I stared at her. “Marco Vincenzo?”
“The same,” she said, entirely too pleased.
“That bastard is still calling you?”
She shot me a look. “Language.”
“Why is he calling you?”
She smiled, soft and almost shy. “He called last week to check on me.”
Something warm and complicated settled in my chest.
“And?” I prompted.
“And I enjoyed it,” she admitted.
“But he’s dangerous,” I said softly.
“Yes, I know.” Aunt Ruth paused, taking another sip. “But I enjoyed being asked how I was. I enjoyed being seen as a woman—not just someone’s aunt or someone’s caregiver.”

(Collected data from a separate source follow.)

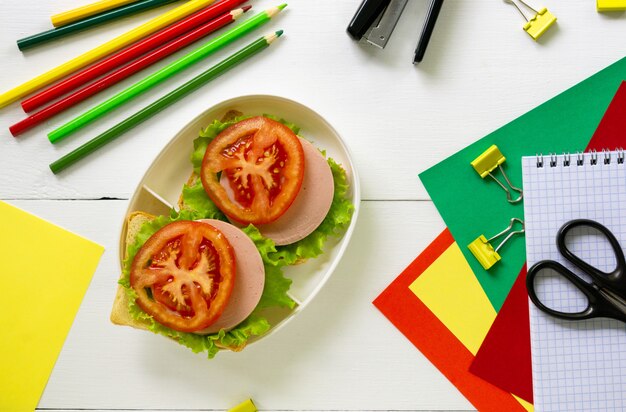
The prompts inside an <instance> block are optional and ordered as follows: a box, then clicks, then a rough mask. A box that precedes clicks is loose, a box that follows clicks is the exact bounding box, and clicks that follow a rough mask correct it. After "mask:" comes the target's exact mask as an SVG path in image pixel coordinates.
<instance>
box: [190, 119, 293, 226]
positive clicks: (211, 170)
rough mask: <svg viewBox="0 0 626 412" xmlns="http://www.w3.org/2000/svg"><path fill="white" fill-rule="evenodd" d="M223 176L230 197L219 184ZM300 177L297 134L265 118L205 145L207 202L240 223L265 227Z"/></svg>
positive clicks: (232, 125)
mask: <svg viewBox="0 0 626 412" xmlns="http://www.w3.org/2000/svg"><path fill="white" fill-rule="evenodd" d="M220 172H221V173H225V174H226V177H227V178H228V182H229V185H230V187H231V189H232V191H233V193H234V199H231V198H230V197H229V196H228V193H227V192H226V190H225V189H224V187H222V185H221V184H220V182H219V179H218V176H217V174H218V173H220ZM303 177H304V151H303V149H302V145H301V143H300V140H299V138H298V136H296V134H295V133H294V132H293V131H291V129H289V128H288V127H287V126H285V125H283V124H282V123H279V122H277V121H274V120H271V119H268V118H266V117H261V116H258V117H252V118H250V119H246V120H242V121H241V122H238V123H236V124H234V125H232V126H231V127H229V128H227V129H225V130H224V131H222V132H221V133H220V134H219V135H217V136H216V137H215V139H213V141H212V142H211V143H209V145H208V147H207V150H206V152H205V154H204V159H203V161H202V169H201V171H200V178H201V179H202V185H203V186H204V190H205V191H206V192H207V194H208V195H209V197H210V198H211V200H213V202H214V203H215V204H216V205H217V207H218V208H220V210H221V211H222V212H224V213H225V214H226V215H227V216H228V217H229V218H231V219H233V220H236V221H238V222H240V223H243V224H248V223H253V224H263V223H270V222H273V221H274V220H276V219H278V218H279V217H280V216H281V215H282V214H283V213H285V211H286V210H287V209H288V208H289V206H291V204H292V203H293V201H294V199H295V198H296V196H297V195H298V192H299V191H300V187H301V186H302V180H303Z"/></svg>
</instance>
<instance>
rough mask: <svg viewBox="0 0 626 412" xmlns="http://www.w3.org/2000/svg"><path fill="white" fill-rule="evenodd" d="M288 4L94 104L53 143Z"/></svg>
mask: <svg viewBox="0 0 626 412" xmlns="http://www.w3.org/2000/svg"><path fill="white" fill-rule="evenodd" d="M285 6H286V4H283V5H281V6H278V7H272V8H269V9H267V10H264V11H262V12H260V13H259V14H257V15H255V16H253V17H251V18H249V19H247V20H246V21H244V22H243V23H241V24H239V25H238V26H236V27H235V28H233V29H231V30H229V31H227V32H225V33H224V34H222V35H220V36H218V37H216V38H215V39H213V40H211V41H209V42H208V43H205V44H204V45H202V46H200V47H199V48H197V49H195V50H193V51H192V52H190V53H188V54H186V55H185V56H183V57H181V58H180V59H178V60H176V61H174V62H172V63H170V64H169V65H167V66H165V67H164V68H162V69H160V70H158V71H156V72H155V73H153V74H151V75H150V76H148V77H146V78H145V79H143V80H140V81H139V82H137V83H135V84H133V85H132V86H130V87H128V88H127V89H125V90H122V91H121V92H119V93H118V94H116V95H114V96H113V97H111V98H110V99H108V100H106V101H104V102H102V103H100V104H99V105H97V106H94V107H93V108H91V109H90V110H88V111H86V112H85V113H83V114H81V115H80V116H78V117H76V118H74V119H72V120H70V121H69V122H67V123H65V124H64V125H62V126H60V127H59V128H57V129H55V130H53V131H52V132H50V133H49V134H48V139H49V140H50V142H52V143H56V142H58V141H59V140H61V139H63V138H64V137H67V136H69V135H70V134H72V133H74V132H75V131H77V130H78V129H80V128H81V127H83V126H86V125H87V124H89V123H91V122H93V121H95V120H97V119H98V118H99V117H101V116H103V115H105V114H106V113H108V112H110V111H111V110H113V109H115V108H117V107H120V106H121V105H123V104H124V103H126V102H127V101H129V100H131V99H132V98H134V97H136V96H138V95H140V94H142V93H144V92H145V91H147V90H149V89H151V88H153V87H154V86H156V85H158V84H159V83H161V82H163V81H165V80H167V79H169V78H170V77H172V76H174V75H175V74H177V73H179V72H181V71H183V70H185V69H186V68H188V67H190V66H191V65H193V64H194V63H197V62H199V61H200V60H202V59H204V58H205V57H207V56H208V55H210V54H211V53H213V52H215V51H217V50H219V49H221V48H222V47H224V46H226V45H228V44H229V43H231V42H233V41H235V40H237V39H239V38H241V37H243V36H244V35H246V34H247V33H249V32H251V31H252V30H254V29H256V28H257V27H259V26H261V25H263V24H265V23H267V22H268V21H269V20H270V19H271V18H272V17H273V16H275V15H276V14H277V13H279V12H280V11H281V10H282V9H283V8H285Z"/></svg>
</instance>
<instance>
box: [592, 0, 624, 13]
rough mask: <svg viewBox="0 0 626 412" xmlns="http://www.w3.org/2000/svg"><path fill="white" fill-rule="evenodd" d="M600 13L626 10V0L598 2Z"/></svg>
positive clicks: (599, 10)
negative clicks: (600, 12) (610, 11)
mask: <svg viewBox="0 0 626 412" xmlns="http://www.w3.org/2000/svg"><path fill="white" fill-rule="evenodd" d="M596 9H597V10H598V11H621V10H626V0H597V2H596Z"/></svg>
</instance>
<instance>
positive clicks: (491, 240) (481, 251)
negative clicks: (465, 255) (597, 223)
mask: <svg viewBox="0 0 626 412" xmlns="http://www.w3.org/2000/svg"><path fill="white" fill-rule="evenodd" d="M516 222H518V223H520V224H521V225H522V228H521V229H520V230H512V229H513V226H514V225H515V223H516ZM506 233H508V235H507V237H505V238H504V240H503V241H502V242H500V244H499V245H498V246H497V247H496V248H495V249H494V248H493V246H492V245H491V243H490V242H491V241H493V240H495V239H497V238H499V237H500V236H503V235H505V234H506ZM522 233H524V221H523V220H522V219H518V218H516V217H514V218H512V219H511V223H509V227H507V228H506V229H504V230H503V231H502V232H500V233H498V234H497V235H495V236H492V237H491V238H489V239H487V238H486V237H485V235H480V236H479V237H478V238H476V240H474V241H473V242H472V243H470V244H469V245H467V247H468V248H469V250H470V252H472V254H473V255H474V257H475V258H476V260H478V262H479V263H480V264H481V266H482V267H483V268H484V269H485V270H488V269H489V268H491V267H492V266H493V265H495V264H496V263H497V262H499V261H500V259H501V257H500V255H499V254H498V250H500V248H501V247H502V246H503V245H504V244H505V243H506V242H507V241H508V240H509V239H510V238H511V237H512V236H514V235H519V234H522Z"/></svg>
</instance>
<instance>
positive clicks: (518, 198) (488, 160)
mask: <svg viewBox="0 0 626 412" xmlns="http://www.w3.org/2000/svg"><path fill="white" fill-rule="evenodd" d="M505 160H506V157H504V155H503V154H502V152H501V151H500V149H498V146H496V145H495V144H494V145H491V147H489V149H487V150H485V151H484V152H483V153H482V154H481V155H480V156H478V157H477V158H476V159H474V160H473V161H472V162H471V163H470V164H471V165H472V167H473V168H474V170H476V173H478V174H479V175H480V177H482V178H483V179H484V178H485V177H487V176H489V177H491V178H492V179H493V180H495V181H496V183H497V184H498V185H499V186H500V187H501V188H502V189H504V191H505V192H506V199H507V200H508V201H509V203H517V202H519V201H520V200H522V198H523V196H524V194H523V192H522V189H520V188H518V187H515V186H513V185H512V184H511V181H510V180H509V177H508V176H507V175H506V173H504V169H503V168H502V163H504V161H505ZM496 168H498V169H500V172H501V173H502V176H504V180H506V183H507V184H508V185H509V187H510V188H511V190H513V191H515V192H518V193H519V196H518V197H517V199H513V198H512V197H511V190H509V189H508V188H507V187H506V186H505V185H504V183H502V182H501V181H499V180H498V179H497V178H496V177H495V176H494V175H493V174H492V173H491V172H493V171H494V170H495V169H496Z"/></svg>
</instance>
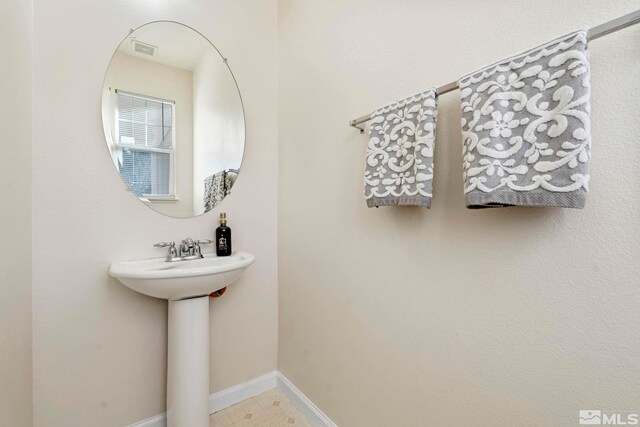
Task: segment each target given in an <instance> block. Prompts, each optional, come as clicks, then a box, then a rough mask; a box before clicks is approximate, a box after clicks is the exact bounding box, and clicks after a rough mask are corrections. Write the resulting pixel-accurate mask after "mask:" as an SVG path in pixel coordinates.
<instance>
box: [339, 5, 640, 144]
mask: <svg viewBox="0 0 640 427" xmlns="http://www.w3.org/2000/svg"><path fill="white" fill-rule="evenodd" d="M636 24H640V9H639V10H636V11H635V12H631V13H628V14H626V15H623V16H621V17H619V18H616V19H612V20H611V21H608V22H605V23H604V24H600V25H597V26H595V27H592V28H590V29H589V31H588V34H587V37H588V39H589V41H592V40H595V39H598V38H600V37H602V36H606V35H607V34H611V33H614V32H616V31H619V30H622V29H624V28H627V27H630V26H632V25H636ZM456 89H458V82H457V81H456V82H451V83H447V84H446V85H443V86H440V87H439V88H437V89H436V91H437V93H438V96H440V95H443V94H445V93H447V92H453V91H454V90H456ZM369 120H371V114H367V115H366V116H362V117H358V118H357V119H353V120H350V121H349V126H351V127H353V128H356V129H358V130H359V131H360V133H364V131H365V127H364V125H363V126H359V125H362V124H363V123H366V122H368V121H369Z"/></svg>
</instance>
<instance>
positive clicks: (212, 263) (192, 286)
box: [109, 252, 255, 300]
mask: <svg viewBox="0 0 640 427" xmlns="http://www.w3.org/2000/svg"><path fill="white" fill-rule="evenodd" d="M254 260H255V257H254V256H253V255H251V254H249V253H247V252H234V253H233V254H232V255H230V256H226V257H218V256H216V255H215V254H204V258H201V259H196V260H191V261H175V262H166V261H165V258H151V259H143V260H138V261H120V262H114V263H113V264H111V268H110V269H109V274H110V275H111V276H113V277H115V278H116V279H118V280H119V281H121V282H122V283H123V284H125V285H126V286H127V287H129V288H131V289H133V290H134V291H136V292H140V293H141V294H145V295H149V296H152V297H156V298H163V299H167V300H180V299H185V298H193V297H197V296H205V295H209V294H210V293H212V292H215V291H217V290H219V289H222V288H224V287H225V286H227V285H229V284H230V283H231V282H233V281H234V280H236V279H237V278H238V277H239V276H240V275H241V274H242V273H243V272H244V270H245V269H246V268H247V267H248V266H250V265H251V264H252V263H253V261H254Z"/></svg>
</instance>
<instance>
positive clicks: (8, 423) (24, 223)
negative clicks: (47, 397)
mask: <svg viewBox="0 0 640 427" xmlns="http://www.w3.org/2000/svg"><path fill="white" fill-rule="evenodd" d="M32 11H33V4H32V2H31V1H24V0H13V1H3V2H2V12H1V13H0V40H2V43H3V48H2V53H1V54H0V93H1V94H2V99H3V102H2V103H1V104H0V129H1V131H0V147H2V155H1V156H0V183H1V184H0V185H1V186H2V192H1V193H0V195H1V197H2V209H0V230H2V244H0V343H1V344H0V426H11V427H28V426H30V425H31V420H32V418H31V409H32V399H31V380H32V378H31V374H32V371H31V47H32V41H33V24H32Z"/></svg>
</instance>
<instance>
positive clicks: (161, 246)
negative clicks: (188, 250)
mask: <svg viewBox="0 0 640 427" xmlns="http://www.w3.org/2000/svg"><path fill="white" fill-rule="evenodd" d="M175 245H176V242H169V243H167V242H158V243H154V244H153V246H154V247H156V248H166V247H167V246H175Z"/></svg>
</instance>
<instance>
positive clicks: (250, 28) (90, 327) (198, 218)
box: [33, 0, 277, 427]
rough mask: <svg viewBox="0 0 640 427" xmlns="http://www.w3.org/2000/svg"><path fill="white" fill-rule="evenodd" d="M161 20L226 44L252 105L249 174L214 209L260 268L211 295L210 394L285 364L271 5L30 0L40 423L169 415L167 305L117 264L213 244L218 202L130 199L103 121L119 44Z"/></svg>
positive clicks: (33, 176)
mask: <svg viewBox="0 0 640 427" xmlns="http://www.w3.org/2000/svg"><path fill="white" fill-rule="evenodd" d="M158 19H172V20H176V21H180V22H183V23H185V24H187V25H189V26H191V27H193V28H196V29H197V30H199V31H201V32H202V33H203V34H204V35H205V36H206V37H207V38H209V39H210V40H212V41H213V42H214V43H216V45H217V46H218V47H219V48H220V49H221V50H222V52H223V53H224V55H225V56H227V57H228V58H229V61H230V64H231V67H232V69H233V71H234V73H235V75H236V77H237V79H238V82H239V85H240V89H241V91H242V95H243V97H244V98H245V100H246V103H245V109H246V114H247V124H248V128H247V130H248V131H247V146H246V152H245V160H244V168H243V170H242V172H241V174H240V176H239V177H238V180H237V181H236V186H235V187H234V191H233V194H232V195H231V196H230V197H229V198H228V199H226V200H225V201H224V203H223V204H222V205H221V206H220V208H222V209H224V210H225V211H226V212H227V213H228V218H229V225H230V226H231V227H232V229H233V235H234V247H235V248H237V249H243V250H246V251H248V252H251V253H253V254H255V255H256V262H255V264H254V265H253V266H252V267H251V268H250V269H249V271H247V273H246V275H245V276H244V277H243V278H242V279H241V280H239V281H238V282H237V283H236V284H234V285H233V286H232V287H231V288H230V290H229V292H227V293H226V294H225V296H224V297H223V298H221V299H219V300H216V301H214V302H212V307H211V308H212V310H211V339H212V340H211V350H212V352H211V392H215V391H218V390H220V389H223V388H226V387H229V386H232V385H235V384H238V383H241V382H243V381H246V380H248V379H251V378H254V377H256V376H259V375H261V374H264V373H266V372H269V371H272V370H273V369H275V367H276V357H277V311H276V310H277V296H276V295H277V274H276V268H277V264H276V259H277V258H276V257H277V245H276V203H277V184H276V182H277V140H276V138H277V132H276V126H277V117H276V110H277V103H276V97H277V91H276V85H275V82H276V81H277V63H276V49H277V27H276V25H277V24H276V22H277V9H276V3H275V2H274V1H268V2H265V1H261V0H250V1H246V2H233V1H227V0H216V1H205V0H191V1H188V2H187V1H183V0H177V1H176V0H171V1H169V0H160V1H158V0H154V1H151V0H142V1H137V2H130V1H124V0H116V1H109V2H86V1H81V0H71V1H67V2H65V3H64V5H62V4H61V3H60V2H50V1H44V0H36V1H35V51H34V70H35V73H34V79H33V93H34V117H35V119H34V132H33V235H34V239H33V259H34V263H33V312H34V320H33V334H34V346H33V359H34V365H33V369H34V425H35V426H47V427H53V426H64V427H73V426H87V425H91V426H122V425H128V424H130V423H133V422H136V421H139V420H142V419H144V418H147V417H150V416H153V415H157V414H159V413H161V412H163V411H164V410H165V381H166V376H165V370H166V332H167V331H166V322H167V317H166V311H167V305H166V303H165V302H164V301H160V300H155V299H152V298H149V297H145V296H143V295H139V294H136V293H135V292H133V291H130V290H128V289H127V288H125V287H124V286H122V285H121V284H119V283H118V282H117V281H116V280H114V279H111V278H110V277H109V276H108V274H107V270H108V267H109V264H110V263H111V262H112V261H114V260H123V259H135V258H144V257H149V256H154V255H155V256H160V255H162V254H164V252H162V251H161V250H158V249H155V248H153V247H152V246H151V245H152V244H153V243H154V242H157V241H160V240H179V239H182V238H184V237H187V236H191V237H193V238H198V237H200V238H205V237H207V236H211V235H212V233H213V230H214V229H215V227H216V226H217V224H216V218H217V214H218V213H219V211H220V208H218V209H215V210H214V211H213V212H210V213H208V214H206V215H203V216H200V217H198V218H195V219H174V218H169V217H165V216H162V215H160V214H158V213H156V212H154V211H152V210H150V209H148V208H147V207H146V206H145V205H143V204H142V203H140V202H139V201H138V200H136V199H135V198H134V197H131V195H130V194H128V193H126V191H125V190H124V186H123V184H122V180H121V179H120V177H119V175H118V173H117V172H116V170H115V169H114V167H113V163H112V162H111V159H110V157H109V153H108V151H107V148H106V145H105V142H104V136H103V134H102V126H101V113H100V107H101V102H100V96H101V88H102V81H103V78H104V72H105V70H106V67H107V65H108V63H109V60H110V58H111V55H112V54H113V51H114V50H115V48H116V47H117V45H118V43H120V41H121V40H122V38H123V37H124V36H126V35H127V34H128V30H129V28H134V27H137V26H139V25H141V24H143V23H145V22H147V21H152V20H158ZM256 70H259V72H257V71H256ZM69 123H74V125H73V126H70V125H69ZM256 236H259V237H256Z"/></svg>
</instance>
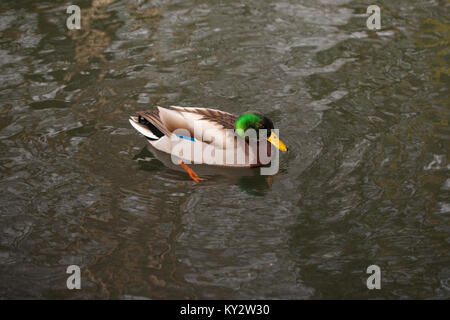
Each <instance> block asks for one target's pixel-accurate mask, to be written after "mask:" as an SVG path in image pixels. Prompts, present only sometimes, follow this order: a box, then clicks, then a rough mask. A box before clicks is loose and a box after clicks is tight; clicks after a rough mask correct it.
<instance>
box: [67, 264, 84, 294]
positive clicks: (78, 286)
mask: <svg viewBox="0 0 450 320" xmlns="http://www.w3.org/2000/svg"><path fill="white" fill-rule="evenodd" d="M66 273H68V274H70V276H69V277H68V278H67V281H66V286H67V289H69V290H73V289H78V290H79V289H81V270H80V267H79V266H77V265H75V264H73V265H70V266H68V267H67V270H66Z"/></svg>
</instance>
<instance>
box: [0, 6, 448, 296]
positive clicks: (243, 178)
mask: <svg viewBox="0 0 450 320" xmlns="http://www.w3.org/2000/svg"><path fill="white" fill-rule="evenodd" d="M70 4H78V5H79V6H80V7H81V23H82V25H81V30H72V31H69V30H67V27H66V19H67V17H68V16H69V15H68V14H67V13H66V8H67V6H68V5H70ZM370 4H372V3H369V2H367V1H350V0H339V1H332V0H297V1H294V0H290V1H288V0H282V1H194V0H183V1H181V0H179V1H172V0H170V1H163V0H160V1H145V0H142V1H138V0H135V1H125V0H119V1H114V0H92V1H89V0H85V1H72V2H65V1H48V2H45V1H24V0H15V1H9V0H6V1H5V0H2V1H1V3H0V35H1V38H0V151H1V153H0V186H1V192H0V204H1V207H0V230H1V231H0V297H1V298H45V299H47V298H63V299H68V298H99V299H108V298H114V299H117V298H120V299H132V298H144V297H145V298H152V299H167V298H170V299H178V298H181V299H184V298H203V299H209V298H216V299H222V298H228V299H241V298H268V299H272V298H274V299H280V298H281V299H321V298H358V299H359V298H361V299H367V298H392V299H398V298H419V299H423V298H440V299H448V298H449V297H450V294H449V290H450V282H449V281H450V259H449V252H448V250H449V242H450V238H449V231H450V228H449V213H450V197H449V194H450V176H449V169H450V163H449V160H448V146H449V138H450V131H449V126H448V118H449V33H450V31H449V30H450V24H449V20H448V17H449V16H450V15H449V2H448V1H444V0H439V1H438V0H434V1H432V0H427V1H423V0H420V1H419V0H412V1H410V0H408V1H407V0H398V1H382V2H380V1H378V2H377V4H378V5H379V6H380V7H381V18H382V20H381V23H382V29H381V30H380V31H378V32H374V31H369V30H368V29H367V27H366V19H367V15H366V8H367V6H368V5H370ZM153 105H161V106H169V105H182V106H197V107H215V108H219V109H222V110H225V111H228V112H232V113H235V114H240V113H242V112H244V111H246V110H249V109H253V110H258V111H261V112H263V113H265V114H267V115H268V116H269V117H270V118H271V119H272V120H274V122H275V124H276V126H277V127H278V128H280V132H281V137H282V138H283V140H285V142H286V143H287V145H288V146H289V153H288V154H282V155H281V164H280V172H279V173H278V174H277V175H275V176H273V177H267V176H259V175H258V173H257V171H255V172H252V173H251V174H247V175H239V174H236V175H234V174H229V173H228V172H227V171H222V172H215V173H213V174H208V175H206V176H205V177H206V178H207V180H206V181H204V182H202V183H199V184H194V183H193V182H192V180H190V179H189V177H188V175H187V174H186V173H184V172H182V171H177V170H174V169H173V168H170V167H168V166H166V165H165V164H164V163H163V162H161V160H160V159H159V157H158V155H157V154H156V153H155V151H154V150H153V149H152V148H151V147H150V145H149V144H148V143H147V142H146V140H145V139H143V138H142V136H139V135H138V134H137V133H136V132H135V130H134V129H133V128H132V127H131V126H130V125H129V123H128V120H127V119H128V116H129V115H130V114H132V113H133V112H135V111H137V110H142V109H145V108H149V107H151V106H153ZM71 264H77V265H79V266H80V267H81V270H82V289H81V290H72V291H70V290H67V288H66V279H67V277H68V275H67V274H66V268H67V266H68V265H71ZM372 264H376V265H378V266H380V268H381V272H382V289H381V290H370V291H369V290H368V289H367V287H366V279H367V277H368V276H369V275H368V274H366V268H367V267H368V266H369V265H372Z"/></svg>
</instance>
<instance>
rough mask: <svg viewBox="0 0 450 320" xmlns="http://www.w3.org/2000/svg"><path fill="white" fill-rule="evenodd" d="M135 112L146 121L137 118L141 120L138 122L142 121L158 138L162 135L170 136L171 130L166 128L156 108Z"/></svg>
mask: <svg viewBox="0 0 450 320" xmlns="http://www.w3.org/2000/svg"><path fill="white" fill-rule="evenodd" d="M136 113H137V115H138V116H139V117H141V118H143V119H145V120H146V121H147V122H145V121H142V120H141V119H139V120H141V121H139V122H140V123H141V122H143V123H144V124H145V125H146V126H147V127H148V129H150V130H151V131H152V133H153V134H155V135H156V136H158V137H159V138H161V137H162V135H166V136H168V137H170V135H171V131H172V130H169V128H167V126H166V125H165V123H164V121H163V120H162V119H161V116H160V112H159V110H158V109H154V110H145V111H137V112H136Z"/></svg>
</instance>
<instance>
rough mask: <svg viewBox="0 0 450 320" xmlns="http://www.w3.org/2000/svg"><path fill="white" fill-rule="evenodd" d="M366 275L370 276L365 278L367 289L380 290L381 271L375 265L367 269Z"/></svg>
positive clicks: (369, 267) (380, 284) (379, 268)
mask: <svg viewBox="0 0 450 320" xmlns="http://www.w3.org/2000/svg"><path fill="white" fill-rule="evenodd" d="M366 273H368V274H372V275H371V276H370V277H369V278H367V282H366V285H367V289H369V290H373V289H381V269H380V267H379V266H377V265H376V264H373V265H371V266H368V267H367V270H366Z"/></svg>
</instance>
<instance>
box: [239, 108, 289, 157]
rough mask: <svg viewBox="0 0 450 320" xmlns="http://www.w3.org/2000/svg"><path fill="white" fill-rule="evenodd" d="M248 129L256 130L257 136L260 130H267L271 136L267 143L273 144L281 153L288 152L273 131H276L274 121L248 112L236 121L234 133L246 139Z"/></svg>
mask: <svg viewBox="0 0 450 320" xmlns="http://www.w3.org/2000/svg"><path fill="white" fill-rule="evenodd" d="M248 129H254V130H255V131H256V133H257V134H258V132H259V130H260V129H267V135H268V136H269V138H268V139H267V141H269V142H270V143H272V144H273V145H274V146H275V147H277V148H278V149H280V150H281V151H287V147H286V145H285V144H284V143H283V142H281V140H280V139H279V138H278V136H277V135H276V134H275V132H273V131H272V129H274V126H273V122H272V120H270V119H269V118H267V117H266V116H263V115H262V114H260V113H259V112H256V111H248V112H245V113H243V114H242V115H241V116H240V117H239V118H237V119H236V122H235V123H234V131H235V132H236V135H237V136H239V137H241V138H244V137H245V131H247V130H248Z"/></svg>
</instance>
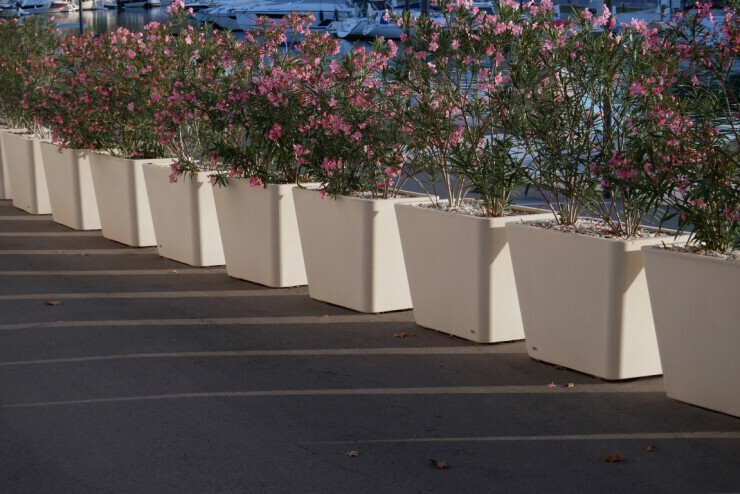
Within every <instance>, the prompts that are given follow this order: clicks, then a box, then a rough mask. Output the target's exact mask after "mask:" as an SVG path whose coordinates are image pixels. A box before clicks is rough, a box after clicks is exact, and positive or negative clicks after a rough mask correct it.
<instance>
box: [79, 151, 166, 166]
mask: <svg viewBox="0 0 740 494" xmlns="http://www.w3.org/2000/svg"><path fill="white" fill-rule="evenodd" d="M87 151H89V152H90V154H96V155H98V156H103V157H106V158H115V159H118V160H125V161H133V162H134V163H144V164H147V163H151V164H153V165H156V164H164V162H165V161H166V160H168V161H170V162H171V161H172V160H174V159H175V158H172V157H170V158H168V157H160V158H129V157H127V156H116V155H113V154H111V153H108V152H106V151H101V150H99V149H88V150H87Z"/></svg>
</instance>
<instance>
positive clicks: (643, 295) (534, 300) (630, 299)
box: [506, 223, 673, 380]
mask: <svg viewBox="0 0 740 494" xmlns="http://www.w3.org/2000/svg"><path fill="white" fill-rule="evenodd" d="M506 231H507V234H508V236H509V246H510V248H511V258H512V261H513V263H514V277H515V280H516V288H517V294H518V296H519V306H520V308H521V312H522V322H523V324H524V335H525V338H526V343H527V352H528V353H529V356H530V357H532V358H535V359H537V360H542V361H545V362H550V363H552V364H557V365H561V366H564V367H568V368H570V369H574V370H577V371H580V372H584V373H586V374H591V375H594V376H597V377H601V378H603V379H610V380H619V379H631V378H635V377H643V376H652V375H658V374H661V373H662V369H661V365H660V356H659V354H658V343H657V340H656V337H655V326H654V325H653V315H652V311H651V309H650V299H649V297H648V291H647V283H646V281H645V271H644V269H643V264H642V254H641V252H640V249H641V248H642V247H643V246H645V245H655V244H661V243H663V242H666V243H670V242H672V241H673V237H662V238H657V239H639V240H618V239H607V238H597V237H590V236H587V235H579V234H572V233H564V232H559V231H554V230H548V229H545V228H539V227H536V226H528V225H526V224H521V223H507V225H506Z"/></svg>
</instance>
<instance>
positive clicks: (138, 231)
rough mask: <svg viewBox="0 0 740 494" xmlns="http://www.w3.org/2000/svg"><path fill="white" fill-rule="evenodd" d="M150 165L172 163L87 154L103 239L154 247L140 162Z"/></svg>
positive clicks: (134, 245)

Her gaze drifted toward the window. “Marco’s complicated. And infuriating. And yes, dangerous in his own way.”
She looked back at me. “But I liked how I felt when he was here. Even if it was for all the wrong reasons.”
The words landed harder than she probably intended.
I remembered her humming in the kitchen. The way she’d smiled while getting dressed. The excitement of dinner and theater and being chosen.
“You deserve that,” I said quietly.
“Yes,” she agreed. “But not from a man who threatened my family.”
Silence stretched between us, thick and uncomfortable.
My phone buzzed from the kitchen.
I didn’t move. I recognized the ringtone.
Creed.
“Good for you,” Aunt Ruth said gently, reaching for my hand. “Let him feel the quiet. Men like that don’t understand absence until it answers them back.”
I squeezed her fingers, steady.
For the first time in weeks, I wasn’t waiting.
I was deciding.
And Aunt Ruth was right.
Creed Kirkland was beginning to understand what silence actually sounded like—when it wasn’t his choice.